Papua New Guinea asylum seekers report shelters destroyed by authorities

Papua New Guinea authorities on Thursday removed dozens of asylum seekers and ratcheted up pressure on more than 300 others to abandon a decommissioned immigration camp, where refugees reported their shelters, beds and other belongings have been destroyed.

Police Commissioner Gari Baki said 50 police and immigration officials entered the Manus Island camp Thursday morning and “peacefully relocated” 50 asylum seekers among the 378 men to alternative accommodation in the nearby town of Lorengau.

Shen Narayanasamy, a human rights campaigner for the activist group GetUp!, said some of those bused from the camp reported being forced to leave.

Baki said in a statement all had “left voluntarily,” except for Iranian refugee Behrouz Boochan, a journalist who used social media to report on disturbing conditions on Manus.

Australian Immigration and Border Protection Minister Peter Dutton told Sky News television that Boochan was among “a small number of people … arrested.”

But Baki said Boochan was neither arrested nor charged.

“He was stirring up trouble and telling the other refugees not to move out of the center so police and officers … simply escorted him out,” Baki said. “I am glad that this relocation exercise was done peacefully and without use of force.”

Boochan had earlier tweeted from the camp: “They are destroying everything. Shelters, tanks, beds and all of our belongings.”

“Right now are shouting at us to leave the prison camp,” he added.

Police Chief Superintendent Dominic Kakas denied reports that authorities destroyed asylum seekers’ property in an effort to persuade them to leave.

Water, power and food supplies ended when the Manus camp officially closed on October 31, based on the Papua New Guinea Supreme Court’s ruling last year that Australia’s policy of housing asylum seekers there was unconstitutional.

But asylum seekers fear for their safety in Lorengau because of threats from local residents.

Amnesty International cited reports of immigration officials entering them camp armed with sticks and knives.

“The risks of serious injury if the authorities use force now is completely foreseeable,” the London-based rights group’s researcher Kate Schuetze said in a statement.

Authorities have previously made conditions tougher in the camp by emptying drinking water tanks and removing shelters. Deadlines to abandon the camp have passed without authorities taking action.

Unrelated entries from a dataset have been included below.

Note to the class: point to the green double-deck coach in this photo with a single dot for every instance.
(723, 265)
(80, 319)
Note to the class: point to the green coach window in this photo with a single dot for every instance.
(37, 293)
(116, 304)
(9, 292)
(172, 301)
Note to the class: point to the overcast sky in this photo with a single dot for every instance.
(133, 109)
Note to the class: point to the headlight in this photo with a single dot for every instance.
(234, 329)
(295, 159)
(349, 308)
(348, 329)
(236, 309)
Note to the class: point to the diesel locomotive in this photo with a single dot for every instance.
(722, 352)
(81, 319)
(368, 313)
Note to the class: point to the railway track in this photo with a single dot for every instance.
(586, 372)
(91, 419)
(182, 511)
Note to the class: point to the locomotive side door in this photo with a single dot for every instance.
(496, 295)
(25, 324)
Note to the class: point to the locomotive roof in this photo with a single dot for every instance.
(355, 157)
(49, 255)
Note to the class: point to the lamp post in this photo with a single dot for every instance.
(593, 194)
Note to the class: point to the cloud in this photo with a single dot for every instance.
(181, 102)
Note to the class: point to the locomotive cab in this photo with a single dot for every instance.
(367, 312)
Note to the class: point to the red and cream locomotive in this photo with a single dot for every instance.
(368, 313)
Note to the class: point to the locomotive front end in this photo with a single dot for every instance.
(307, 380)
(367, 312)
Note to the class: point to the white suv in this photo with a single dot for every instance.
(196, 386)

Australia pays Papua New Guinea, its nearest neighbor, and the tiny Pacific nation of Nauru to hold thousands of asylum seekers from Africa, the Middle East and Asia who have attempted to reach Australian shores by boat since mid-2013.

The United States has agreed to resettle up to 1,250 refugees among of them under a deal struck by former President Barack Obama’s administration that President Donald Trump has reluctantly decided to honor. So far, only 54 have been accepted by the United States.

Prime Minister Malcolm Turnbull dismissed asylum seekers’ fears for their safety in Lorengau, accusing them of trying to pressure Australia into resettling them by refusing to move from Manus.

“They think that … in some way they can pressure the Australian government to let them come to Australia. Well, we will not be pressured. We will not outsource our migration policy to people smugglers,” Turnbull told reporters.

“People on Manus should go to the alternative places of safety with all the facilities they need, they should do so peacefully and they should do so in accordance with the legal directions of Papua New Guinea,” he added.

Baki said “refugees cannot continue to be stubborn and defiant.”